Una dei comuni denominatori di queste grandi pellicole autunnali è il fatto che affrontano problemi del passato: la donna coraggiosa delle miniere del nord è una storia avvenuta in un 1989 ben diverso dalle condizioni femminili del 2005. Il film di Sean Penn nel suo remake scritto da Steve Zaillian, l’autore di Schindler's list, rivisita un’America degli anni Cinquanta, un poco come l'altro grande film «pensante» del momento, Good night, good luck che George Clooney ha fatto uscire sugli schermi americani solo pochi giorni fa.
Eppure, con la sua storia polemica di Edward Murrow e il suo nuovo thriller sulla Cia, è proprio Clooney il protagonista di questo nuovo cinema pensante. «Hollywood preferisce affrontare il passato piuttosto che temi attuali - prosegue il New York Times - Perché non fare un film sul conteggio elettorale in Florida o sui casi giuridici di alcuni deputati?».

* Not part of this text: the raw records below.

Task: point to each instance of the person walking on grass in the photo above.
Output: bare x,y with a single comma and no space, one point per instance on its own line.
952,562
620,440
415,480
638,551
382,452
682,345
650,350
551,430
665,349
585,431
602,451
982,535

Si sa che temi sociali come l'Aids affrontato da Tom Hanks in Philadelphia, l'antisemitismo che aveva schiaffeggio Gregory Peck in Gentleman's agreement o le lotte ambientali di Julia Roberts in Erin Brockowich regalano Oscar. Sarà cosi anche quest'anno?
Il 23 dicembre arriverà forse il pezzo da novanta, che farà piazza pulita di questi film timidi: Munich ha portato Steven Spielberg ad affrontare non solo l'attentato delle lontane Olimpiadi ma anche il nuovo terrorismo.

Come al solito il grande mago di Hollywood vi ha mescolato ingredienti sapienti, preziosi, riflessioni profonde e immagini da Oscar.